I have quite large dataset (over 6 million rows with just a few columns). When I try to add two float64 columns (data['C'] = data.A + data.B) it gives me a memory error:
Traceback (most recent call last):
File "01_processData.py", line 354, in <module>
prepareData(snp)
File "01_processData.py", line 161, in prepareData
data['C'] = data.A + data.C
File "/usr/local/lib/python2.7/dist-packages/pandas/core/ops.py", line 480, in wrapper
return_indexers=True)
File "/usr/local/lib/python2.7/dist-packages/pandas/tseries/index.py", line 976, in join
return_indexers=return_indexers)
File "/usr/local/lib/python2.7/dist-packages/pandas/core/index.py", line 1304, in join
return_indexers=return_indexers)
File "/usr/local/lib/python2.7/dist-packages/pandas/core/index.py", line 1345, in _join_non_unique
how=how, sort=True)
File "/usr/local/lib/python2.7/dist-packages/pandas/tools/merge.py", line 465, in _get_join_indexers
return join_func(left_group_key, right_group_key, max_groups)

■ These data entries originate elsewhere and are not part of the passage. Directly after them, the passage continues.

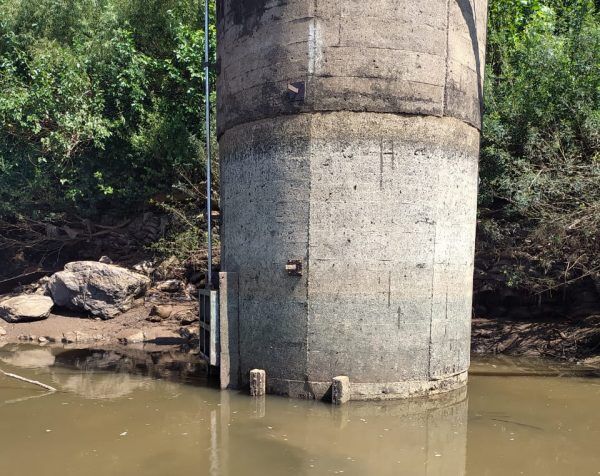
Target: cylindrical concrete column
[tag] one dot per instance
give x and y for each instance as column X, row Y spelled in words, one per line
column 349, row 139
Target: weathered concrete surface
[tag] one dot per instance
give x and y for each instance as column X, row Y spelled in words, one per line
column 258, row 382
column 370, row 182
column 340, row 390
column 396, row 56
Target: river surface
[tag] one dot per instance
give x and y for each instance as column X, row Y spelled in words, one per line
column 518, row 417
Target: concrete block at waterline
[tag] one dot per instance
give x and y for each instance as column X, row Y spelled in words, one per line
column 340, row 390
column 228, row 321
column 258, row 382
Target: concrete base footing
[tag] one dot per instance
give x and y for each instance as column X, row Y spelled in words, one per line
column 258, row 382
column 368, row 391
column 340, row 390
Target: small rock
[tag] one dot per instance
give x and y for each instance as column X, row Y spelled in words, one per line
column 26, row 308
column 188, row 317
column 170, row 286
column 160, row 313
column 191, row 290
column 104, row 290
column 76, row 337
column 135, row 338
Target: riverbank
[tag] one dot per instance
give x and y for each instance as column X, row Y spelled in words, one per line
column 575, row 340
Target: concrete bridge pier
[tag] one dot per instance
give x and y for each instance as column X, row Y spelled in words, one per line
column 349, row 141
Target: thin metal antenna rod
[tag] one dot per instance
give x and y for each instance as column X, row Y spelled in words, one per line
column 208, row 152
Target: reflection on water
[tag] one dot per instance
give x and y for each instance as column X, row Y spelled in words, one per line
column 124, row 422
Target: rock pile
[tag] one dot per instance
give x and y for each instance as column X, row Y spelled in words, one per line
column 103, row 290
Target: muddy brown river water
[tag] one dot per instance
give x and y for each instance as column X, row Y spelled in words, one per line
column 517, row 417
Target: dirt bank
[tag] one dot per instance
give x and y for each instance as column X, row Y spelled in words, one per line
column 563, row 339
column 137, row 326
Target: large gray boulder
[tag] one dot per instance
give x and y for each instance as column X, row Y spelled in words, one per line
column 104, row 290
column 26, row 308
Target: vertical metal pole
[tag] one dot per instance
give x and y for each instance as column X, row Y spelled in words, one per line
column 208, row 152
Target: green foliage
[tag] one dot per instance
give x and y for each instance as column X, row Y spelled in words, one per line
column 540, row 164
column 101, row 103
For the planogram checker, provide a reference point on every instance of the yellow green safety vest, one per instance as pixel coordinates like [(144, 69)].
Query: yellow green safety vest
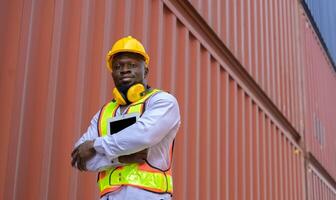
[(143, 176)]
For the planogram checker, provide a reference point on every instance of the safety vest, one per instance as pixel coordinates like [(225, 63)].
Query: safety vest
[(144, 175)]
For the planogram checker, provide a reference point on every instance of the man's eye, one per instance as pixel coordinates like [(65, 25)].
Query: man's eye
[(117, 66)]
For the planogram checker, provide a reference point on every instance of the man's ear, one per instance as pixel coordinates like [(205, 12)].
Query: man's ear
[(146, 71)]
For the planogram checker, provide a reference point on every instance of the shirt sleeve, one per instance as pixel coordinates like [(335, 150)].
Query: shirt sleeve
[(160, 117), (99, 162)]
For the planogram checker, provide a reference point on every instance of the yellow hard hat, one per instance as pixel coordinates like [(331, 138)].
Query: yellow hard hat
[(126, 44)]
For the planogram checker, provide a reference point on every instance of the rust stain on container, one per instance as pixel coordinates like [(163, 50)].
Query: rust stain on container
[(239, 98)]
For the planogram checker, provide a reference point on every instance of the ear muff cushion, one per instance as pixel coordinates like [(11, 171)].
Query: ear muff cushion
[(119, 97), (135, 92)]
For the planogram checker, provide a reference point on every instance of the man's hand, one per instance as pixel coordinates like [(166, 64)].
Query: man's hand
[(82, 154), (138, 157)]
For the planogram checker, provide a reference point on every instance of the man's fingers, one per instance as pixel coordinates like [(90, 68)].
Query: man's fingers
[(74, 152), (74, 160), (81, 164)]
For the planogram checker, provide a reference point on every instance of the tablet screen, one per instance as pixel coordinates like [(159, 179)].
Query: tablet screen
[(118, 125)]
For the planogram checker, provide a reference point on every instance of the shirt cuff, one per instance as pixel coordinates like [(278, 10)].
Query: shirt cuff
[(98, 146)]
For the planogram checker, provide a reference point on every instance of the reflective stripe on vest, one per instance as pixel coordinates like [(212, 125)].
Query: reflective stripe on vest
[(138, 175)]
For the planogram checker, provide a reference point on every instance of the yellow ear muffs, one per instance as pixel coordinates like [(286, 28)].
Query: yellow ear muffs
[(136, 92), (119, 97)]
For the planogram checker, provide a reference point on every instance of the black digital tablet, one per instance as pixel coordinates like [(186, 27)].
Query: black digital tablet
[(117, 124)]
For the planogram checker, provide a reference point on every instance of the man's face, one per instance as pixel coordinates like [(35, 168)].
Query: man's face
[(128, 69)]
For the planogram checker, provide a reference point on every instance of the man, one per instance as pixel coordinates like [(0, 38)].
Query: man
[(133, 160)]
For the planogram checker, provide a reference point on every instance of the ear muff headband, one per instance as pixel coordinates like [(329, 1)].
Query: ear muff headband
[(119, 97), (134, 93)]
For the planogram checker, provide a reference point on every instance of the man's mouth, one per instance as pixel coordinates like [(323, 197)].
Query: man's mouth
[(126, 79)]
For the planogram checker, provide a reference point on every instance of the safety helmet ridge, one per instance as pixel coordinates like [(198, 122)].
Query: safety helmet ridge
[(126, 44)]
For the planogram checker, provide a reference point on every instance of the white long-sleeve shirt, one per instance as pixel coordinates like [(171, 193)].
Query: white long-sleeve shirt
[(155, 130)]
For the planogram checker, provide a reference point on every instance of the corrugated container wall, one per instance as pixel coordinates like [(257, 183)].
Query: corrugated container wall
[(320, 98), (234, 68), (318, 187), (323, 14), (263, 36)]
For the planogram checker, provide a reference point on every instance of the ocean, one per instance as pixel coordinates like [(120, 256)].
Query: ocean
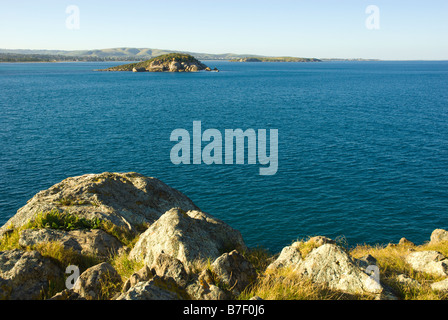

File "join.pyx", line 152, in pandas.algos.full_outer_join (pandas/algos.c:34716)
MemoryError
I understand that this operation uses index to properly calculate output, but it seems inefficient, since by the fact that two columns belong to the same DataFrame they have perfect alignment.
I was able to solve the problem by using
data['C'] = data.A.values + data.B.values
but I wonder if there is a method designed to do this or more elegant solution?
df.info()?